Polyunsaturated facts

Warning: this post may contain traces of disturbing words and sentences that are unsuitable for those who are allergic to change in education.

During the week I came across this blog post on Info-snacks, which made an interesting analogy between the intake of information and food. Essentially the author suggests that the increasing online availability of small chunks of easily digestible facts and figures is potentially at the expense of a series of ‘proper meals’ that form part of a ‘sensible diet’. Now I’m the first to admit that being able to rapidly search for and discover some fascinating fact can be surprisingly satisfying, possibly even more so than eating a Cadbury’s Chocolate Egg, and for substantially much less effort than having to sit down for months on end consuming a course in some rich, over-egged esoteric academic banquet and facing the prospect of an examination at the end in order to gain a certificate that will probably mark me as ‘over-weight’ to most prospective employers.

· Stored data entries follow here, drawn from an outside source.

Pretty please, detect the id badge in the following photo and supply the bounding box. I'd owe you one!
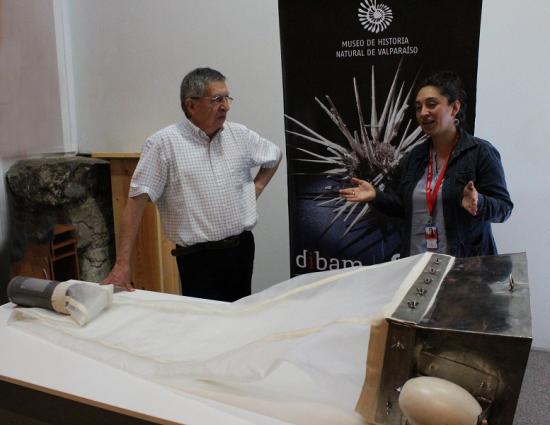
[425,224,438,249]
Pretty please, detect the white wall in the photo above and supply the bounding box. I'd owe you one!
[0,0,64,158]
[0,0,66,302]
[477,0,550,348]
[58,0,550,348]
[64,0,289,293]
[0,159,11,304]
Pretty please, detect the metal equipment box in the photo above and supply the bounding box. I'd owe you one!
[357,252,532,425]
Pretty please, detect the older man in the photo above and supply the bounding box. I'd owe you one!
[103,68,281,301]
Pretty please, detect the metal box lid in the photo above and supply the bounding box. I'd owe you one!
[390,252,531,338]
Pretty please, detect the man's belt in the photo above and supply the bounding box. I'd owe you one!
[171,233,245,257]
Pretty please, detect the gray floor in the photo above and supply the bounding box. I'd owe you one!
[513,349,550,424]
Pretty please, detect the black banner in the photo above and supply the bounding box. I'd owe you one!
[279,0,483,276]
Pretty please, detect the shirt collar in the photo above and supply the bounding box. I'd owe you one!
[180,116,225,142]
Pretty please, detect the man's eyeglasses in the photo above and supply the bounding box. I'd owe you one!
[190,95,234,105]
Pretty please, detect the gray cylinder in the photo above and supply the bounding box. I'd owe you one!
[7,276,60,311]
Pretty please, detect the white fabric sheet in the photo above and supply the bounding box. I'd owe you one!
[9,253,433,425]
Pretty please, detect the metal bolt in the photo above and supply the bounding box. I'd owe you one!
[407,300,419,309]
[391,339,405,351]
[416,287,427,296]
[424,277,433,284]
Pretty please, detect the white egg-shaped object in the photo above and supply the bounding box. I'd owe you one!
[398,376,482,425]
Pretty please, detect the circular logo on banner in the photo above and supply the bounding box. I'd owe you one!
[358,0,393,33]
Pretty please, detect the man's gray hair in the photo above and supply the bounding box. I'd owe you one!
[180,67,226,115]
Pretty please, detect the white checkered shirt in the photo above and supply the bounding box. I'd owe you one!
[129,118,281,246]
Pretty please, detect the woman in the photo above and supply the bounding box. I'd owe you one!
[340,71,513,258]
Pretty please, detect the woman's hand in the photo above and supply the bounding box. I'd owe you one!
[340,177,376,202]
[462,181,479,216]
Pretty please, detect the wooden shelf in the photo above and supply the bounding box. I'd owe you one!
[53,223,78,235]
[11,224,80,281]
[91,153,180,295]
[52,251,78,261]
[52,238,77,250]
[91,152,140,159]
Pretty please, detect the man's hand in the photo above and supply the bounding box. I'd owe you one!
[340,177,376,203]
[101,193,150,292]
[254,163,280,199]
[102,262,134,291]
[462,181,479,216]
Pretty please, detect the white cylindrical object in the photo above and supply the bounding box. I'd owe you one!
[398,376,482,425]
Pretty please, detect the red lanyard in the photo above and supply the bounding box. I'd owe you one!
[425,134,459,217]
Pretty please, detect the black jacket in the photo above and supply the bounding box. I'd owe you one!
[373,130,513,258]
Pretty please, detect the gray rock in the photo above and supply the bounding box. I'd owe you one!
[7,157,108,207]
[7,156,115,282]
[80,247,114,283]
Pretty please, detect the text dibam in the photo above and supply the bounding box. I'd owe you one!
[295,250,363,271]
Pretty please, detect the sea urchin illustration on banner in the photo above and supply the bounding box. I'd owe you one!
[285,61,427,240]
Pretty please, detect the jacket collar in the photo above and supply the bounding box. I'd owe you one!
[451,129,477,159]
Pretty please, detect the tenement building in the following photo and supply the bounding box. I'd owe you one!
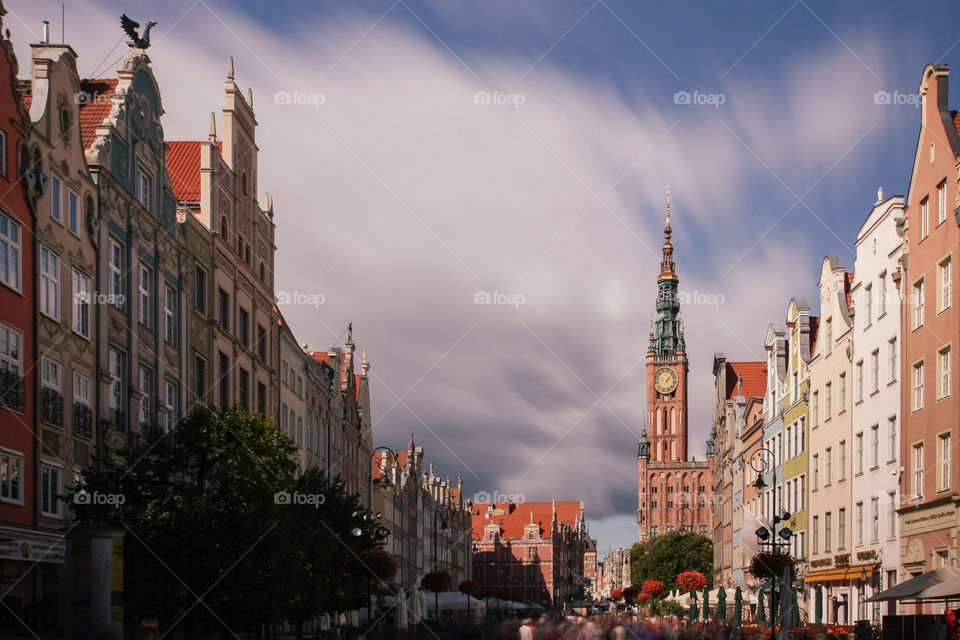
[637,192,713,541]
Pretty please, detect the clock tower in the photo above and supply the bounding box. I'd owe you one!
[645,189,689,463]
[637,190,711,542]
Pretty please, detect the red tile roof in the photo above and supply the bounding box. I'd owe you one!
[77,79,118,150]
[372,450,409,481]
[166,140,222,201]
[471,501,582,542]
[724,361,767,400]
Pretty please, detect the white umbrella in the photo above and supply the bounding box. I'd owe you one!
[338,612,347,626]
[320,614,330,631]
[349,610,359,627]
[396,588,408,629]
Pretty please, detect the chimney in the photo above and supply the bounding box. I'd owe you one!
[877,186,884,202]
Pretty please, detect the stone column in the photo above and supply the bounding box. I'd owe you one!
[68,526,124,638]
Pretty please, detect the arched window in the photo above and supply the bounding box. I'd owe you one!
[671,439,677,459]
[656,408,662,435]
[671,407,676,434]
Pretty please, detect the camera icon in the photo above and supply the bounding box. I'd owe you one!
[473,290,492,305]
[873,91,891,105]
[274,491,291,505]
[276,291,291,304]
[673,91,691,105]
[74,491,91,505]
[74,91,93,105]
[273,91,292,105]
[474,91,491,105]
[473,490,491,503]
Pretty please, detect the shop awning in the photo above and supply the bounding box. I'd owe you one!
[866,566,960,602]
[804,564,876,583]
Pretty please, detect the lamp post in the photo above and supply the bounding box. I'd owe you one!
[750,446,792,640]
[367,447,396,623]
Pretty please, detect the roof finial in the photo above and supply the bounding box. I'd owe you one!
[208,112,217,142]
[664,185,672,239]
[247,87,253,107]
[227,56,234,80]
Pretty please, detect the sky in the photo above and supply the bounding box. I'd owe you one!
[8,0,960,555]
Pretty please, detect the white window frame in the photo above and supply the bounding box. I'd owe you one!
[921,196,929,238]
[39,245,60,320]
[855,432,863,475]
[41,356,61,391]
[73,371,91,406]
[913,361,924,411]
[939,346,952,400]
[108,238,123,308]
[0,450,24,504]
[888,416,897,462]
[864,285,872,326]
[855,361,863,403]
[889,337,898,383]
[164,285,175,344]
[72,269,90,338]
[871,350,880,394]
[0,212,21,291]
[870,424,879,469]
[136,167,152,211]
[138,263,152,328]
[879,272,887,316]
[138,365,152,430]
[940,433,951,491]
[914,278,925,329]
[913,443,924,499]
[938,180,947,225]
[163,380,175,431]
[40,463,62,518]
[940,257,952,313]
[108,348,123,412]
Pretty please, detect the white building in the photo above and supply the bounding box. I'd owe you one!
[849,191,904,624]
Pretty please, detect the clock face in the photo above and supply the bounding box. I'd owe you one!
[654,366,679,394]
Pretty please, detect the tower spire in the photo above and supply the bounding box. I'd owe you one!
[659,186,676,282]
[649,186,683,355]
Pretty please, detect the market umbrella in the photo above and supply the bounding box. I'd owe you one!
[789,584,801,627]
[815,585,823,625]
[690,591,699,621]
[717,586,727,620]
[396,588,408,629]
[320,614,330,632]
[733,587,743,630]
[702,585,710,620]
[756,590,766,625]
[777,565,791,640]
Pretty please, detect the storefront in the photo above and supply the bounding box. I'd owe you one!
[0,525,68,633]
[804,563,880,625]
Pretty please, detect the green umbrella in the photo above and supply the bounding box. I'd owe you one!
[717,586,727,620]
[756,589,766,625]
[690,591,698,621]
[790,584,801,627]
[702,585,710,621]
[815,585,823,625]
[733,586,743,634]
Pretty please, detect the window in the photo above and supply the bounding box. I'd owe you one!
[40,465,61,518]
[218,352,229,408]
[825,512,832,552]
[826,447,832,485]
[825,318,833,354]
[825,383,832,419]
[940,257,952,312]
[108,238,123,307]
[812,515,819,553]
[51,175,62,222]
[813,454,819,490]
[786,424,792,460]
[839,440,846,480]
[164,285,175,344]
[72,270,90,337]
[41,357,61,391]
[195,266,206,314]
[913,361,925,411]
[913,443,924,499]
[879,272,888,316]
[939,346,952,399]
[218,288,229,327]
[921,196,929,239]
[163,381,175,431]
[938,180,947,225]
[913,279,925,329]
[888,416,897,462]
[855,361,864,402]
[838,508,846,550]
[0,451,23,503]
[870,496,880,542]
[239,308,249,346]
[855,433,863,475]
[257,382,266,413]
[889,337,898,383]
[138,264,151,327]
[239,368,249,410]
[871,425,879,468]
[940,433,951,491]
[812,391,819,427]
[0,212,21,290]
[136,168,152,211]
[855,502,863,546]
[194,355,207,403]
[838,373,847,411]
[864,285,873,326]
[887,493,897,538]
[138,366,152,430]
[73,372,90,407]
[257,325,267,359]
[108,348,123,414]
[68,191,79,234]
[39,246,59,319]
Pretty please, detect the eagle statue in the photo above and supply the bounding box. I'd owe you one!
[120,14,157,49]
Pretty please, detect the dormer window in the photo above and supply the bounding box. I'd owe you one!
[528,531,535,540]
[136,168,152,212]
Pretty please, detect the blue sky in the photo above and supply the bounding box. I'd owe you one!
[10,0,960,554]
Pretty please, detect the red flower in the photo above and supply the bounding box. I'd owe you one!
[642,580,665,597]
[676,570,707,593]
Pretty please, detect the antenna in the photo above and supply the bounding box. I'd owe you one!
[61,3,65,43]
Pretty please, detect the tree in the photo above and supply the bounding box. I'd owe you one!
[631,532,713,591]
[622,585,642,604]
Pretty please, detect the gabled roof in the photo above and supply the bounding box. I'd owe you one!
[724,362,767,400]
[471,501,582,542]
[166,140,222,201]
[77,78,117,150]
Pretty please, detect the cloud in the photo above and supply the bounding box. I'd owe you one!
[7,1,896,529]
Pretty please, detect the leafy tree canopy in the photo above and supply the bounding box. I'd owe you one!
[630,532,713,592]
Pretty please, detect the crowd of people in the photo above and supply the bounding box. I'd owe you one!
[498,614,735,640]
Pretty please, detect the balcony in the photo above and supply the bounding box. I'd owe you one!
[39,387,63,427]
[0,369,25,413]
[72,402,93,438]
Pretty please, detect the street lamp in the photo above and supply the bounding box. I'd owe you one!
[750,446,792,640]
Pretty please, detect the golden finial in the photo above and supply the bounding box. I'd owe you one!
[665,186,672,237]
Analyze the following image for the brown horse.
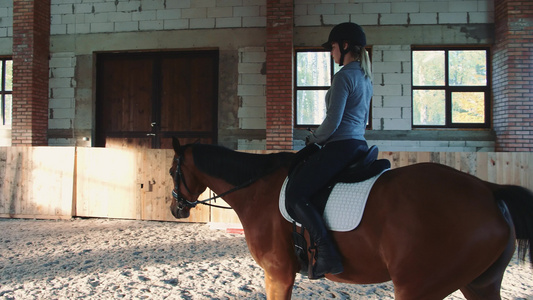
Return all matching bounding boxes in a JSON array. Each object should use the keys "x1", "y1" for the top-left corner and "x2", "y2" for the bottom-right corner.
[{"x1": 168, "y1": 138, "x2": 533, "y2": 300}]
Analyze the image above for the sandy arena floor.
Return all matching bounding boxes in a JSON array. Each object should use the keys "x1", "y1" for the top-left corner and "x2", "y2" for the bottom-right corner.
[{"x1": 0, "y1": 218, "x2": 531, "y2": 299}]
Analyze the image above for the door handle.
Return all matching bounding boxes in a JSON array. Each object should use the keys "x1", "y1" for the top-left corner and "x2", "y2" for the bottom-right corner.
[
  {"x1": 146, "y1": 133, "x2": 156, "y2": 136},
  {"x1": 151, "y1": 122, "x2": 157, "y2": 127}
]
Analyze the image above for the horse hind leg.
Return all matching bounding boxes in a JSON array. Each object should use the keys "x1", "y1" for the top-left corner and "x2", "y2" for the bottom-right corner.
[
  {"x1": 459, "y1": 241, "x2": 514, "y2": 300},
  {"x1": 460, "y1": 201, "x2": 516, "y2": 300}
]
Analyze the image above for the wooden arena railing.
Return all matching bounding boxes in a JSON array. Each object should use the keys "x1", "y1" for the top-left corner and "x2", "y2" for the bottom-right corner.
[{"x1": 1, "y1": 147, "x2": 531, "y2": 222}]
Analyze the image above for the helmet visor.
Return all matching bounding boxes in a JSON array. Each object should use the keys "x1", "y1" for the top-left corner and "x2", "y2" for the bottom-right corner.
[{"x1": 322, "y1": 41, "x2": 333, "y2": 51}]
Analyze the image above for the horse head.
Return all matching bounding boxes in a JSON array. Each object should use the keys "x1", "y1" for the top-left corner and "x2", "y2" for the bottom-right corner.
[{"x1": 169, "y1": 137, "x2": 207, "y2": 219}]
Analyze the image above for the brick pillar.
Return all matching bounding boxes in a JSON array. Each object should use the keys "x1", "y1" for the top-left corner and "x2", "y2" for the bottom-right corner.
[
  {"x1": 12, "y1": 0, "x2": 50, "y2": 146},
  {"x1": 492, "y1": 0, "x2": 533, "y2": 151},
  {"x1": 265, "y1": 0, "x2": 293, "y2": 150}
]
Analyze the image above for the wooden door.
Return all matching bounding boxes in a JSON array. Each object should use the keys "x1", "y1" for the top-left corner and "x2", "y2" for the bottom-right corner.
[
  {"x1": 159, "y1": 52, "x2": 218, "y2": 148},
  {"x1": 96, "y1": 50, "x2": 218, "y2": 149},
  {"x1": 92, "y1": 51, "x2": 218, "y2": 222}
]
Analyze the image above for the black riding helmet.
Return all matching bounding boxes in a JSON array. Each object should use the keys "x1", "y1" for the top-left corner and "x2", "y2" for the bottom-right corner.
[{"x1": 322, "y1": 22, "x2": 366, "y2": 66}]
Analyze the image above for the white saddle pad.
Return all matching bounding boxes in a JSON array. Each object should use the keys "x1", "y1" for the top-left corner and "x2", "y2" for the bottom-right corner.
[{"x1": 279, "y1": 170, "x2": 388, "y2": 232}]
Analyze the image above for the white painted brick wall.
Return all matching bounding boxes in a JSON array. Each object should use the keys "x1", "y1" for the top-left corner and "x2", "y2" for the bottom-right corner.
[
  {"x1": 421, "y1": 2, "x2": 448, "y2": 13},
  {"x1": 364, "y1": 3, "x2": 391, "y2": 14},
  {"x1": 381, "y1": 14, "x2": 409, "y2": 25},
  {"x1": 0, "y1": 0, "x2": 494, "y2": 38},
  {"x1": 449, "y1": 1, "x2": 478, "y2": 12},
  {"x1": 34, "y1": 0, "x2": 488, "y2": 33},
  {"x1": 392, "y1": 2, "x2": 419, "y2": 14},
  {"x1": 49, "y1": 0, "x2": 267, "y2": 35},
  {"x1": 208, "y1": 7, "x2": 232, "y2": 18},
  {"x1": 372, "y1": 45, "x2": 412, "y2": 131},
  {"x1": 294, "y1": 0, "x2": 494, "y2": 26},
  {"x1": 335, "y1": 3, "x2": 363, "y2": 14},
  {"x1": 0, "y1": 1, "x2": 496, "y2": 150},
  {"x1": 350, "y1": 14, "x2": 379, "y2": 26},
  {"x1": 49, "y1": 52, "x2": 77, "y2": 132},
  {"x1": 237, "y1": 47, "x2": 266, "y2": 134}
]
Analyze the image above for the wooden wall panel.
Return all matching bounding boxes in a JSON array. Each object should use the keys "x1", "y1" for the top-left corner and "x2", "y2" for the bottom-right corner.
[
  {"x1": 75, "y1": 148, "x2": 209, "y2": 222},
  {"x1": 1, "y1": 148, "x2": 532, "y2": 223},
  {"x1": 76, "y1": 147, "x2": 141, "y2": 219},
  {"x1": 138, "y1": 149, "x2": 210, "y2": 222},
  {"x1": 377, "y1": 151, "x2": 533, "y2": 190},
  {"x1": 210, "y1": 196, "x2": 241, "y2": 224},
  {"x1": 379, "y1": 152, "x2": 533, "y2": 190},
  {"x1": 0, "y1": 147, "x2": 75, "y2": 219}
]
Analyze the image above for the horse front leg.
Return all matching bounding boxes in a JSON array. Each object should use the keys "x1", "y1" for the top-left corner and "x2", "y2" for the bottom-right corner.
[
  {"x1": 252, "y1": 239, "x2": 298, "y2": 300},
  {"x1": 264, "y1": 270, "x2": 295, "y2": 300}
]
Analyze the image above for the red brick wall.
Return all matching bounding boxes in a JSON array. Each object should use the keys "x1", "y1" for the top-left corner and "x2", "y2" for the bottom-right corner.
[
  {"x1": 265, "y1": 0, "x2": 293, "y2": 150},
  {"x1": 11, "y1": 0, "x2": 50, "y2": 146},
  {"x1": 493, "y1": 0, "x2": 533, "y2": 151}
]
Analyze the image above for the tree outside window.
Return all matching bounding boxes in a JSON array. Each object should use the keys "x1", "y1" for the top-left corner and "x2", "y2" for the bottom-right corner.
[
  {"x1": 294, "y1": 49, "x2": 366, "y2": 128},
  {"x1": 412, "y1": 47, "x2": 490, "y2": 128},
  {"x1": 295, "y1": 50, "x2": 332, "y2": 126}
]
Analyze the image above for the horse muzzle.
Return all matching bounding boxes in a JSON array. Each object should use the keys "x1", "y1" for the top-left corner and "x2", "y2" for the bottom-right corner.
[
  {"x1": 170, "y1": 198, "x2": 190, "y2": 219},
  {"x1": 170, "y1": 188, "x2": 198, "y2": 219}
]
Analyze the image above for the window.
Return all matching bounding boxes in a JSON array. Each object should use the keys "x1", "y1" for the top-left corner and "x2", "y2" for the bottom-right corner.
[
  {"x1": 0, "y1": 58, "x2": 12, "y2": 127},
  {"x1": 294, "y1": 49, "x2": 345, "y2": 127},
  {"x1": 412, "y1": 47, "x2": 490, "y2": 128}
]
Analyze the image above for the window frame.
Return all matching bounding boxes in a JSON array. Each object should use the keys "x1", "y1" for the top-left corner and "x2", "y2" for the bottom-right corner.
[
  {"x1": 411, "y1": 46, "x2": 491, "y2": 129},
  {"x1": 0, "y1": 57, "x2": 12, "y2": 127},
  {"x1": 293, "y1": 47, "x2": 372, "y2": 129},
  {"x1": 294, "y1": 48, "x2": 336, "y2": 128}
]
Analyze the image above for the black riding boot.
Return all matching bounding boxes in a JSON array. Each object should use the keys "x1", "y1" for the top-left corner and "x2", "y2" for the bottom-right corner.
[{"x1": 292, "y1": 202, "x2": 344, "y2": 278}]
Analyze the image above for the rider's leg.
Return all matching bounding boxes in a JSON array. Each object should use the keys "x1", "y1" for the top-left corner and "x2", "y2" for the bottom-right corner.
[
  {"x1": 286, "y1": 139, "x2": 367, "y2": 278},
  {"x1": 291, "y1": 200, "x2": 344, "y2": 277}
]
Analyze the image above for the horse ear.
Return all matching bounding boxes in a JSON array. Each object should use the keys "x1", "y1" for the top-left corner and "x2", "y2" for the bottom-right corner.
[{"x1": 172, "y1": 137, "x2": 181, "y2": 154}]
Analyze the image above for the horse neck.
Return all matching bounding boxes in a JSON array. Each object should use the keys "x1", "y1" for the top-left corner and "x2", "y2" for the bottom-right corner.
[
  {"x1": 187, "y1": 145, "x2": 293, "y2": 221},
  {"x1": 199, "y1": 169, "x2": 288, "y2": 225}
]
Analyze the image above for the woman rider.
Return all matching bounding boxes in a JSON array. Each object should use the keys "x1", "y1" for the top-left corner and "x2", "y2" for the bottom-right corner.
[{"x1": 285, "y1": 22, "x2": 373, "y2": 279}]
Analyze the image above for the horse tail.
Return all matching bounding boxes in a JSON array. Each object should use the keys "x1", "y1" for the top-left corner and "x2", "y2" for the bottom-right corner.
[{"x1": 493, "y1": 184, "x2": 533, "y2": 267}]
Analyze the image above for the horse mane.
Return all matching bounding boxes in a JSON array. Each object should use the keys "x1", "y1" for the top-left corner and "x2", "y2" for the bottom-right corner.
[{"x1": 187, "y1": 144, "x2": 295, "y2": 186}]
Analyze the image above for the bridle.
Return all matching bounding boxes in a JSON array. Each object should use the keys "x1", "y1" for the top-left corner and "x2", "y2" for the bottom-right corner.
[
  {"x1": 170, "y1": 156, "x2": 259, "y2": 211},
  {"x1": 170, "y1": 156, "x2": 202, "y2": 210}
]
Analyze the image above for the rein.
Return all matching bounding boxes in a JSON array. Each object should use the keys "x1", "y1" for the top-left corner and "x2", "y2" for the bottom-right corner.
[{"x1": 171, "y1": 157, "x2": 259, "y2": 210}]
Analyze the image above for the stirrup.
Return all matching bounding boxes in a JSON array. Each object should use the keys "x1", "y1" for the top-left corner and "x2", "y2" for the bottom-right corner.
[
  {"x1": 307, "y1": 246, "x2": 325, "y2": 280},
  {"x1": 291, "y1": 222, "x2": 309, "y2": 276}
]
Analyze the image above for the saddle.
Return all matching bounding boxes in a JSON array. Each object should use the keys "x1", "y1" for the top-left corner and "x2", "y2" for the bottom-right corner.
[
  {"x1": 289, "y1": 144, "x2": 390, "y2": 209},
  {"x1": 290, "y1": 144, "x2": 388, "y2": 179},
  {"x1": 288, "y1": 144, "x2": 391, "y2": 278}
]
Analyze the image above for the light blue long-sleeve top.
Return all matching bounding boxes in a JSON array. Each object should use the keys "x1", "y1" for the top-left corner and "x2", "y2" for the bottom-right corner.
[{"x1": 307, "y1": 61, "x2": 373, "y2": 145}]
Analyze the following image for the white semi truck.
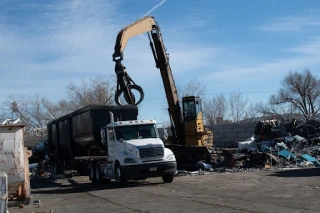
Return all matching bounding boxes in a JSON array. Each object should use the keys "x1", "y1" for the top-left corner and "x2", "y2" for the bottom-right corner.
[
  {"x1": 98, "y1": 112, "x2": 177, "y2": 184},
  {"x1": 48, "y1": 105, "x2": 177, "y2": 185}
]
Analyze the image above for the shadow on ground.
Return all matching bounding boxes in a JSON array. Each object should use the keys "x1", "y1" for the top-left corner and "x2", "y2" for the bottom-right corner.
[
  {"x1": 267, "y1": 168, "x2": 320, "y2": 177},
  {"x1": 31, "y1": 177, "x2": 165, "y2": 194}
]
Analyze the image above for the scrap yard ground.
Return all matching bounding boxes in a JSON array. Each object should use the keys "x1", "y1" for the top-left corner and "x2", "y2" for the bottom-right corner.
[{"x1": 11, "y1": 168, "x2": 320, "y2": 213}]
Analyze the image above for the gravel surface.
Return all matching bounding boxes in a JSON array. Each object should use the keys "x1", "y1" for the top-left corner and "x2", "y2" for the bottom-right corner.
[{"x1": 10, "y1": 168, "x2": 320, "y2": 213}]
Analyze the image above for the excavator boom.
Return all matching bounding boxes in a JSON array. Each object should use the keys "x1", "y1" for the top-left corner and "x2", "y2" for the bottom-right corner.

With the rapidly increasing range of easily available motivational Scoobie Snacks such as blogs, posts and a variety of Pick’n’Mix tweets it seems almost inevitable that the young will start to opt for info-bites rather than a desire to acquire an in-depth knowledge and understanding.

At the same time, in a related post, comes the suggestion of something called ‘Just In Time’ learning. In industry Just In Time (or JIT) is a management tool for cutting costs through setting up efficient work-flow processes, so that components for the assembly line through to deliveries to the consumer arrive exactly when needed. In a similar way, JIT learning would presumably deliver exactly the right information to you on your hand-held device at the right place at the right time. Knowledge becomes something that is provided on a strictly need-to-know basis.

What the anticipated growth in Info-snacks and JIT learning have in common is that they both question the established approach that knowledge and understanding of the world is something to be bulk force-fed and absorbed in one’s school and college days. Unless we change our approach to formal academic education courses, learners will increasingly turn to rejecting traditional forms of learning in favour of readily available, easily digestible, instantly forgettable fast-facts. And, as with the need for more healthy eating, it’s not a simple matter of ‘banning’ crisps and fizzy drinks, it’s about educating people how to develop good learning habits and to only consume high-fact information snacks in moderation. Remember everyone: ‘Information snacks between meals can spoil your appetite for real learning?’ There are times when a quick snack is appropriate to keep you going, and times when you need to sit down to a proper meal.

However, there’s one aspect of information snacking that has not so far been mentioned. Just as eating is essentially a social as well as nutritional occasion, so is learning. And it may just be that if these frequent information snacks are shared in some way across social networks that the collective and collaborative experience of the participants will ultimately provide a depth and breadth of learning that begins to transcend traditional methods of teaching and learning and produces a completely new approach to the whole process of education that is actually appropriate to the 21st Century.

Maybe then we’ll even start to read reports in the e-newspapers raising concerns about binge education?